Wspominał o ślubie tysiąc razy, a ja nie potwierdzałam nigdy swoich zamiarów i zainteresowania tym tematem. Wiecznie tylko gadka o tym, że dobrze mi w białym i że w pięknej sukni czułabym się, jak księżniczka. Samo takie gadanie jeszcze przecież do niczego nie zobowiązuje. Jego wina, że źle słuchał!

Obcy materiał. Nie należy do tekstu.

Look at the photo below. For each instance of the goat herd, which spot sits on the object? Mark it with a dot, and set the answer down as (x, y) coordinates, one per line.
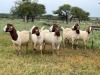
(40, 36)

Nie używam słów „chłopak” czy „partner”

Po związku z nieszczęsnym Dominikiem postanowiłam w ogóle unikać jakichkolwiek deklaracji. I tak nikt nie zaciągnie mnie do urzędu stanu cywilnego, ba, nie wybieram się nawet na obiadek u mamusi. Sęk w tym, że wciąż muszę używać odpowiednich słów, żeby facet oczekujący poważnego związku w ogóle się ze mną spotykał. No i nic prostszego!

– Kim ja dla ciebie jestem? – pytał zapatrzony we mnie Szymon, lekarz rezydent, a taki głupi.

– Wyjątkowym facetem – odpowiadałam zgrabnie.

– No, ale jak określiłabyś naszą relację?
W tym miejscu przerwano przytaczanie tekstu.